Go Ahead and Cheat on Your Diet
Aug 9th, 2009 | By Nutrition Staff | Category: Diet NewsThere is a new movement within the diet and nutrition community that is calling for a new approach to dieting. This group suggests that eating often should be acceptable during a diet, even encouraged because it makes maintaining a diet plan much more likely. Eating often can help many people avoid the feeling of incessant hunger that can sabotage a diet. The key to this approach is to eat small portions of healthy and nutritious foods.
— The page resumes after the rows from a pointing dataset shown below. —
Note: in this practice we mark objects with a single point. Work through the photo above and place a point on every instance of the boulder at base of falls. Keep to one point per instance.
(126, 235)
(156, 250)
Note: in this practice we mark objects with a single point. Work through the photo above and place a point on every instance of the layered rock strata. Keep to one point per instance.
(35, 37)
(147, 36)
MSNBC Health recently reported :
“The mantra of the successful dieter should be “Eat early and often” (specifically, in 100- to 200-calorie increments rich in protein and fiber). Frequent snacks are, in fact, a key to weight loss, “because if you become ravenous, you’re compulsive, you make bad food choices, and you give in to cravings,” says Stephen Gullo, a New York City health psychologist and author of “The Thin Commandments Diet” (Rodale). While there’s no schedule that works for everyone, 100 or so calories every three to four hours should eliminate stomach rumbling. New York City nutritionist Lauren Slayton, founder of food trainers.net, likes high-fiber Gnu bars and dried-fruit-based Larabars, and cautions that whatever you choose should have fewer than 200 calories. “A lot of those nutrition bars are made for bodybuilders,” she says, “not for women sitting at their desks.””
If you find yourself often cheating on diets and sneaking snacks because of hunger this strategy may be for you. It is important to remember that the small snacks you have throughout the day should be small and healthy. By eating more often throughout the day you should not be eating more overall, just on a different schedule.